Question

A coin is tossed two independent times, each resulting in a tail \((\mathrm{T})\) or a head (H). The sample space consists of four ordered pairs: TT, TH, HT, HH. Making certain assumptions, compute the probability of each of these ordered pairs. What is the probability of at least one head?

Short answer

The probability of each ordered pair (TT, TH, HT, HH) is 0.25. The probability of getting at least one head is 0.75.

Step-by-step solution

Compute Probability of Each Ordered Pair

To compute the probability of an ordered pair is as simple as multiplying the probabilities of the individual outcomes. Since these are fair coin tosses, the probability of getting a head (H) or a tail (T) in each toss is 0.5. For example, to compute the probability of TT (both tosses yield tails), we do: \[ \text{P(TT)} = P(T) * P(T) = 0.5 * 0.5 = 0.25 \] Similarly, we can compute the probabilities for other three outcomes (TH, HT, HH). They are all 0.25.
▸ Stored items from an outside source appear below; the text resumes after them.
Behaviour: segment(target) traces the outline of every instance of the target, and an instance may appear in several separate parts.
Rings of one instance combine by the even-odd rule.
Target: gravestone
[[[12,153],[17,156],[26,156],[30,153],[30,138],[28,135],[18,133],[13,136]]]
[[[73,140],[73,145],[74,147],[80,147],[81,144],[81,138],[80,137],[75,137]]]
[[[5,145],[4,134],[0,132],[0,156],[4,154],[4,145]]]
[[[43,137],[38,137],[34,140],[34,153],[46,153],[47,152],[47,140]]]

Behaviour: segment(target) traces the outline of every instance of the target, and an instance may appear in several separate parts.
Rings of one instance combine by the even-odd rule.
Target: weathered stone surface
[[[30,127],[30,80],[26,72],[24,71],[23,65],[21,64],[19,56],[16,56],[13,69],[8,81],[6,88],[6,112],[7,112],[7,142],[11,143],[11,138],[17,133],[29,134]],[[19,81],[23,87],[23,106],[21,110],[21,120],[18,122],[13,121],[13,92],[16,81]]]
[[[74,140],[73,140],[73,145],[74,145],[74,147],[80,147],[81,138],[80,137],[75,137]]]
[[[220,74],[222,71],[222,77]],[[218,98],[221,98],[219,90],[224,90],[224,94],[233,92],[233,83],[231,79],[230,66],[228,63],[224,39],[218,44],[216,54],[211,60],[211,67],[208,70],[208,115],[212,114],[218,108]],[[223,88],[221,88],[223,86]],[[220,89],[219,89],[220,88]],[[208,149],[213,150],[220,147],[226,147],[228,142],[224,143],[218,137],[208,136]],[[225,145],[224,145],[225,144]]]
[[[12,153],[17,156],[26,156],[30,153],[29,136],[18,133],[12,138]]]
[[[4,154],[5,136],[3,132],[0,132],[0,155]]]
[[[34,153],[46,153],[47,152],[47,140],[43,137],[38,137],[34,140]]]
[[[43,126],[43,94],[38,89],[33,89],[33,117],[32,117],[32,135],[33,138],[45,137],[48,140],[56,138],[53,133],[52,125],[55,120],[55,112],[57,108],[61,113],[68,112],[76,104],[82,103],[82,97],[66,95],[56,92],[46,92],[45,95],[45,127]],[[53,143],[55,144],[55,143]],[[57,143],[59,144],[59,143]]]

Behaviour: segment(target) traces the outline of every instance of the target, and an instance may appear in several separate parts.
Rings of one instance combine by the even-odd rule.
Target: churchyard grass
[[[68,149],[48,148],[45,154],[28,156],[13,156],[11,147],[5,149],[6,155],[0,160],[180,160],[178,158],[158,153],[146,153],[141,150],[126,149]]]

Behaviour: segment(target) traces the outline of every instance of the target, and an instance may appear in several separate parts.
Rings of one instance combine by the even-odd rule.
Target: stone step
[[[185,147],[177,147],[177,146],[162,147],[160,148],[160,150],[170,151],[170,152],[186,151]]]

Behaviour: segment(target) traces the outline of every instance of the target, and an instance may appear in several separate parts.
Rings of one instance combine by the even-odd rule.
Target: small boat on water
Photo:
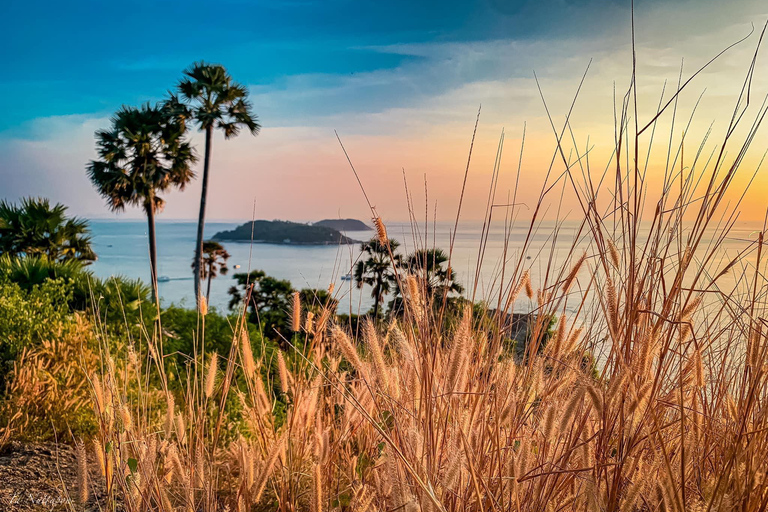
[[[160,277],[157,278],[157,282],[158,283],[167,283],[170,280],[171,280],[171,278],[168,277],[168,276],[160,276]]]
[[[351,281],[352,280],[352,274],[344,274],[341,276],[342,281]]]

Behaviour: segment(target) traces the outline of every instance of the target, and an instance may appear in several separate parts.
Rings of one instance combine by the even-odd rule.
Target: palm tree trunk
[[[208,289],[205,291],[205,298],[208,299],[208,302],[211,301],[211,270],[213,270],[213,265],[208,266]]]
[[[144,204],[147,213],[147,235],[149,237],[149,278],[152,281],[152,302],[157,301],[157,237],[155,235],[154,198],[150,197]]]
[[[379,319],[379,296],[381,295],[382,276],[379,274],[376,276],[376,296],[373,298],[373,319],[377,321]]]
[[[200,300],[200,265],[203,258],[203,231],[205,229],[205,201],[208,197],[208,171],[211,167],[213,126],[205,129],[205,158],[203,161],[203,190],[200,194],[200,214],[197,217],[197,242],[195,245],[195,303]]]

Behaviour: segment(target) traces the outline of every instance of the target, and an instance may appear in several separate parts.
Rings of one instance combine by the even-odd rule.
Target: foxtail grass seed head
[[[555,406],[550,406],[547,408],[547,411],[544,413],[544,425],[542,434],[544,436],[545,441],[554,442],[556,439],[554,437],[556,436],[555,433],[555,416],[557,414],[557,408]]]
[[[299,332],[301,330],[301,295],[299,292],[293,292],[291,303],[291,330]]]
[[[91,385],[93,386],[93,396],[96,400],[98,413],[103,414],[105,411],[104,388],[101,385],[101,379],[95,373],[93,374],[93,377],[91,377]]]
[[[216,386],[216,373],[218,371],[218,354],[211,353],[211,359],[208,361],[208,371],[205,374],[205,397],[211,398],[213,388]]]
[[[200,295],[200,299],[197,301],[200,316],[208,314],[208,299],[204,295]]]
[[[419,280],[414,275],[409,275],[405,280],[408,286],[409,305],[413,316],[417,321],[421,321],[424,316],[424,304],[421,297],[421,289],[419,286]]]
[[[616,244],[613,243],[613,240],[610,238],[606,238],[606,245],[608,245],[608,255],[611,258],[611,263],[615,268],[619,268],[619,264],[621,263],[621,258],[619,257],[619,250],[616,248]]]
[[[315,464],[312,472],[312,512],[323,512],[323,468]]]
[[[80,507],[85,507],[88,502],[88,460],[82,441],[77,443],[75,454],[77,458],[77,502]]]
[[[448,391],[456,389],[459,375],[464,368],[464,362],[466,361],[467,352],[469,351],[471,329],[472,310],[467,307],[464,310],[464,315],[459,324],[459,328],[456,330],[456,334],[453,337],[453,347],[451,348],[448,366]]]
[[[283,356],[283,351],[278,350],[277,351],[277,373],[280,377],[280,389],[282,389],[283,393],[288,393],[288,366],[285,364],[285,357]]]
[[[618,329],[619,298],[610,276],[605,276],[605,301],[608,310],[608,326],[615,335]]]
[[[347,333],[344,332],[344,330],[340,327],[333,326],[331,335],[333,337],[334,344],[338,347],[341,355],[344,356],[344,359],[349,361],[349,363],[358,370],[362,370],[363,362],[360,359],[360,356],[357,354],[357,348],[355,348],[355,346],[352,344],[352,340],[349,339]]]
[[[565,281],[563,282],[563,291],[565,293],[568,293],[571,289],[571,286],[573,286],[574,281],[576,281],[576,276],[579,275],[579,271],[581,270],[582,265],[584,265],[584,261],[587,259],[587,253],[582,253],[581,257],[579,257],[578,260],[576,260],[576,263],[573,264],[571,267],[571,271],[568,272],[568,275],[565,278]]]
[[[253,358],[253,348],[251,347],[251,340],[248,338],[248,334],[243,329],[242,339],[242,357],[243,357],[243,370],[246,377],[253,380],[256,376],[256,361]]]
[[[595,408],[595,412],[598,416],[603,414],[603,396],[598,391],[597,387],[593,384],[586,385],[586,391],[589,395],[589,399],[592,401],[592,407]]]
[[[683,312],[680,314],[680,321],[682,322],[688,322],[691,320],[691,317],[693,317],[693,313],[696,312],[696,309],[701,305],[701,295],[697,295],[693,299],[691,299],[690,302],[683,308]]]
[[[184,415],[178,413],[176,415],[176,437],[180,442],[184,442],[187,435],[187,422],[184,421]]]
[[[173,432],[173,419],[176,414],[176,399],[168,392],[165,396],[165,433],[167,436]]]
[[[387,228],[384,226],[381,217],[374,217],[373,224],[376,226],[376,236],[379,239],[379,243],[386,247],[389,243],[389,238],[387,238]]]
[[[315,314],[312,311],[307,311],[307,316],[304,318],[304,330],[307,334],[315,332]]]
[[[525,295],[529,299],[533,299],[533,285],[531,285],[531,273],[527,270],[522,277],[523,286],[525,287]]]
[[[363,332],[368,352],[373,359],[373,367],[376,370],[376,377],[378,378],[381,388],[386,392],[389,390],[389,369],[384,361],[384,350],[381,347],[379,333],[376,331],[376,327],[370,319],[367,319],[363,324]]]
[[[104,448],[98,439],[93,439],[93,454],[96,456],[96,465],[102,477],[107,476],[107,465],[104,463]]]
[[[704,363],[701,359],[701,349],[693,352],[693,374],[696,387],[704,387]]]

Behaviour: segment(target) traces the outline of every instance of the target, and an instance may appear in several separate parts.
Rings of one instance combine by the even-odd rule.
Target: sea
[[[242,222],[208,222],[205,237],[208,239],[240,224]],[[90,225],[93,248],[98,255],[98,260],[90,266],[95,275],[101,278],[125,276],[149,282],[145,221],[91,220]],[[591,241],[583,232],[579,235],[578,223],[564,222],[556,225],[553,222],[542,222],[530,234],[531,243],[525,254],[521,254],[529,236],[529,225],[526,222],[518,222],[512,228],[506,227],[504,222],[495,222],[487,230],[483,229],[481,222],[460,222],[455,237],[454,226],[454,222],[430,222],[416,226],[395,222],[387,223],[387,231],[390,238],[400,243],[400,252],[403,254],[424,247],[439,247],[448,253],[453,239],[452,268],[457,273],[457,280],[466,289],[465,296],[485,300],[490,304],[497,299],[500,288],[509,286],[504,281],[508,281],[510,265],[514,265],[518,258],[523,258],[536,286],[551,271],[548,260],[551,259],[556,265],[561,264],[568,258],[574,241],[585,248]],[[759,229],[758,224],[736,225],[718,251],[718,261],[715,263],[723,265],[738,251],[747,248],[756,239]],[[193,221],[160,220],[157,223],[158,276],[163,278],[163,282],[158,283],[158,292],[164,306],[174,304],[194,307],[191,265],[195,233],[196,223]],[[344,234],[360,241],[374,236],[373,231]],[[297,246],[228,242],[224,245],[231,255],[227,262],[229,273],[212,281],[209,297],[210,307],[220,312],[228,310],[227,291],[234,284],[232,276],[255,269],[286,279],[295,289],[328,289],[333,284],[334,295],[339,299],[340,313],[366,312],[373,305],[370,288],[358,289],[354,281],[344,278],[352,272],[360,258],[360,244]],[[747,253],[747,264],[750,259],[754,259],[755,252],[751,250]],[[738,278],[738,275],[728,276],[730,282]],[[722,286],[727,289],[728,283]],[[389,298],[385,298],[385,301]],[[516,310],[530,310],[532,305],[525,302],[518,301]],[[577,306],[574,303],[572,307]]]

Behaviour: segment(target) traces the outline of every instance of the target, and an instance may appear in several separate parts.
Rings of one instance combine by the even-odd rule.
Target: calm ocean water
[[[232,229],[241,223],[210,222],[206,225],[206,237],[215,233]],[[425,227],[420,226],[414,235],[410,224],[390,223],[387,225],[390,238],[401,243],[403,253],[412,251],[415,247],[441,247],[446,252],[450,246],[452,222],[430,224],[429,234],[424,236]],[[475,282],[475,269],[479,258],[478,249],[482,225],[480,223],[460,223],[454,246],[453,267],[458,274],[459,282],[469,290]],[[546,269],[546,260],[553,251],[555,260],[562,261],[576,236],[578,225],[566,223],[561,227],[557,243],[552,249],[553,224],[543,223],[534,233],[534,243],[529,248],[526,258],[531,266],[534,284]],[[91,269],[99,277],[122,275],[131,278],[141,278],[149,282],[148,247],[146,237],[146,222],[121,220],[93,220],[93,245],[98,254],[98,261]],[[178,304],[187,307],[194,305],[191,263],[195,243],[196,225],[190,221],[160,221],[157,225],[158,238],[158,275],[167,276],[170,281],[158,283],[159,293],[163,304]],[[755,239],[758,225],[743,223],[738,225],[729,239],[723,245],[720,259],[735,256],[743,249],[749,240]],[[516,261],[528,226],[520,223],[510,237],[507,248],[507,260]],[[347,236],[356,240],[365,240],[373,232],[348,232]],[[504,259],[504,225],[492,225],[488,234],[488,243],[483,264],[479,273],[477,299],[493,298],[498,290],[501,262]],[[589,243],[582,239],[582,244]],[[274,244],[227,243],[230,272],[219,276],[211,285],[210,304],[220,310],[225,310],[228,302],[227,290],[233,284],[232,274],[245,272],[250,269],[264,270],[268,275],[289,280],[297,289],[328,288],[335,283],[336,296],[340,300],[340,312],[367,311],[373,304],[370,289],[358,290],[351,281],[342,280],[342,276],[350,272],[359,256],[359,245],[350,246],[289,246]],[[539,257],[541,256],[541,257]],[[239,269],[235,266],[239,265]],[[732,279],[732,278],[730,278]],[[521,304],[517,308],[525,310],[530,305]]]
Determine the Probability of at Least One Head

To determine the probability of getting at least one head in two coin tosses, we can sum up probabilities of the outcomes that include at least one head. That means, we account for TH, HT, HH outcomes. So, the probability of getting at least one head is: \[ \text{P(at least one H)} = P(TH) + P(HT) + P(HH) = 0.25 + 0.25 + 0.25 = 0.75 \]